Oxfam partner organisation, the Blantyre Synod Development Commission, is helping communities in Phalombe, Malawi, tackle malnutrition by establishing fish farms. Elvis Sukali, Media and Communications Officer in Malawi, reports.
Gertrude Saima, a volunteer community-based lead farmer in Phalombe district of southern Malawi, attributes the significant drop in cases of child malnutrition in her village over the past five years to the development of fish farms championed by Oxfam partner organisation, the Blantyre Synod Development Commission (BSDC).
“I can say without fear that malnutrition has been alleviated in our village,” says Gertrude emphatically. “If you walk around the village you will not find malnourished children.”
Five years ago there was widespread malnutrition in Lomoliwa and surrounding villages. “There were a lot of children with malnutrition in the village and we used to spend a lot of time and money in caring for them because they were always sick,” Gertrude laments.
She says, however, that the people in her village knew they had the means to reduce malnutrition: the answer lay in availability of land and water. “We sat down with the village chief and agreed to start rearing fish in ponds. We had land and strength to dig the fish ponds, but we lacked the skills in managing the fish,” explains Gertrude.
The Lomoliwa villagers agreed to approach BSDC, an Oxfam partner organisation that had helped other communities in Phalombe district to dig fish ponds and start rearing fish.
BSDC taught the community basic skills of rearing fish, including how to properly construct fish ponds and prepare fish feed. The organisation took members of the community’s Chithaphwira group, of which Gertrude is a member, on an educational visit to learn about integrated agriculture and aquaculture (the practice of rearing fish in ponds alongside goats and ducks on the land).
“We are also rearing goats,” Gertrude says proudly. “We throw the goats’ droppings into the fish pond in order to stimulate the growth of fish food in the ponds.”
While BSDC worked closely with the Chithaphwira group, individual members of the community started digging their own fish ponds not only to increase their household income but also to provide their families with a source of protein.

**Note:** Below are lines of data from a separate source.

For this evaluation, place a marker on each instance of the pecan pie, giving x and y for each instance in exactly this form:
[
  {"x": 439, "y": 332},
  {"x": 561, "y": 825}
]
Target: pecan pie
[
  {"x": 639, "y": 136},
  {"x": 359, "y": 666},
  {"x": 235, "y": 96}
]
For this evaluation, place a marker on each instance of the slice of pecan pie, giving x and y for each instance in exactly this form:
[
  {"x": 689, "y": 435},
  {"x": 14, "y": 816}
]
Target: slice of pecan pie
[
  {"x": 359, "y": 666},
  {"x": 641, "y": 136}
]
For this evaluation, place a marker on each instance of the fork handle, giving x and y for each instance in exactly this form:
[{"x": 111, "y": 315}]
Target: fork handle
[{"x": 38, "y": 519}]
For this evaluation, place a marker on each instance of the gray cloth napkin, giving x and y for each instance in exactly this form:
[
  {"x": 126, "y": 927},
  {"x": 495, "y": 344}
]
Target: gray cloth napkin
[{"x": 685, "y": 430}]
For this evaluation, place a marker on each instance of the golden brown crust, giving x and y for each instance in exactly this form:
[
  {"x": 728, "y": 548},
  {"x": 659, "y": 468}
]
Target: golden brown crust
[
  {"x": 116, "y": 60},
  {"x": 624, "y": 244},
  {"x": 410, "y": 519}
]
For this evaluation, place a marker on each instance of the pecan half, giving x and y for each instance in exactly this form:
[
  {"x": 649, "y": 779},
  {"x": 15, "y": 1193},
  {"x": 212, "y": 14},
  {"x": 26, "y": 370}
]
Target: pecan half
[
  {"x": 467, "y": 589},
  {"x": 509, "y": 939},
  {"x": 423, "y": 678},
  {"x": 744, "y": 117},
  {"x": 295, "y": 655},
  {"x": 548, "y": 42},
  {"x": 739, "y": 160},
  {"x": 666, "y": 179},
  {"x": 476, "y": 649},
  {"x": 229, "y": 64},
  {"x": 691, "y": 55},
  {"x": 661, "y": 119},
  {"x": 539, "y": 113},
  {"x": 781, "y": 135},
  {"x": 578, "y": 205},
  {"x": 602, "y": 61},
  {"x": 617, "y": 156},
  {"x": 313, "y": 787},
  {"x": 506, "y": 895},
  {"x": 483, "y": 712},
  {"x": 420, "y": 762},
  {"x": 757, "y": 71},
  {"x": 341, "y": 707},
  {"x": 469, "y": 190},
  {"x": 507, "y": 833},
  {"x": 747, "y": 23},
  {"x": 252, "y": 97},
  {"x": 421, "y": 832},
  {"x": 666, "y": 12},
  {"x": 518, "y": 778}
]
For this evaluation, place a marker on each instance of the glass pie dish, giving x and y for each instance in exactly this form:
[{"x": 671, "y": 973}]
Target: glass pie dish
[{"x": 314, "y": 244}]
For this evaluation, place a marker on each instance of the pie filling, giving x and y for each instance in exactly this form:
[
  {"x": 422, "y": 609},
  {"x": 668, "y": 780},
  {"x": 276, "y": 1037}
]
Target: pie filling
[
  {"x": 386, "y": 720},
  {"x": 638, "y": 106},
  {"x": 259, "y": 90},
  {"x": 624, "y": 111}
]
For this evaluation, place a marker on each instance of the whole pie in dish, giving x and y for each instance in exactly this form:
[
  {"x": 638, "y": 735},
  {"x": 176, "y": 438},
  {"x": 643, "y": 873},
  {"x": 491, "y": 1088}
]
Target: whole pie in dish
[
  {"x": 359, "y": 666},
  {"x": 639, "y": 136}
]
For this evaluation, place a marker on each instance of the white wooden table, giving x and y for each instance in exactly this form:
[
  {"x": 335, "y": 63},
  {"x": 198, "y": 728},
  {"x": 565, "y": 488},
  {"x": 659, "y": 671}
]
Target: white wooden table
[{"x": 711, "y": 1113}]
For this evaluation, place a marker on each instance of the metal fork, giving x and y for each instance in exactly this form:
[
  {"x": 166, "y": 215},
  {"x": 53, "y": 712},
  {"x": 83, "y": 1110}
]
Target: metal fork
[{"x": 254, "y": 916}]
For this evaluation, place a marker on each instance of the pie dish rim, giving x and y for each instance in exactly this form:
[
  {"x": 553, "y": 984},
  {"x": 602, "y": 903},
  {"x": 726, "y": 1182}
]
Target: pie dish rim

“Blantyre Synod also taught us how to prepare the fish so that we get better nutrition out of it,” Gertrude says.
According to the draft Malawi Growth and Development Strategy II (MGDSII), the government’s overarching policy framework that will guide its poverty reduction programmes from 2011 to 2016, malnutrition is a serious development issue that needs attention in Malawi.
The MGDSII states that “Many children, especially in rural areas, are characterised by the high levels of nutrition disorders such as stunting, wasting and underweight. Although there have been some improvements in the past five years, the country continues to face challenges such as lack of awareness of nutrition issues by the general public.”
The Malawi Demographic and Health Survey 2010 shows that child malnutrition is widely prevalent in rural areas compared with urban areas, and 48% of children in rural areas are stunted compared with 41% in urban areas.
According to the survey, 16.6% of children in the Phalombe district are severely malnourished, while 49.3% are generally malnourished.
However, Gertrude and her fellow villagers in Lomoliwa now have the knowledge needed to tackle malnutrition. “Blantyre Synod has helped us a lot,” she smiles. “It is a friend indeed.”
The organisation has also taught the Lomoliwa villagers how to graft fruit trees. The village has blossoming orchards of mangoes and oranges in the backyards of most homesteads.
Smiling shyly in front of her orange trees, Marita Sinodi says she never thought she would ever have fruit trees of her own.
“Those that have money could buy oranges, but most of us didn’t have the privilege to eat oranges. Now I have oranges right around my house and can pick one and eat it any time I want,” she says proudly.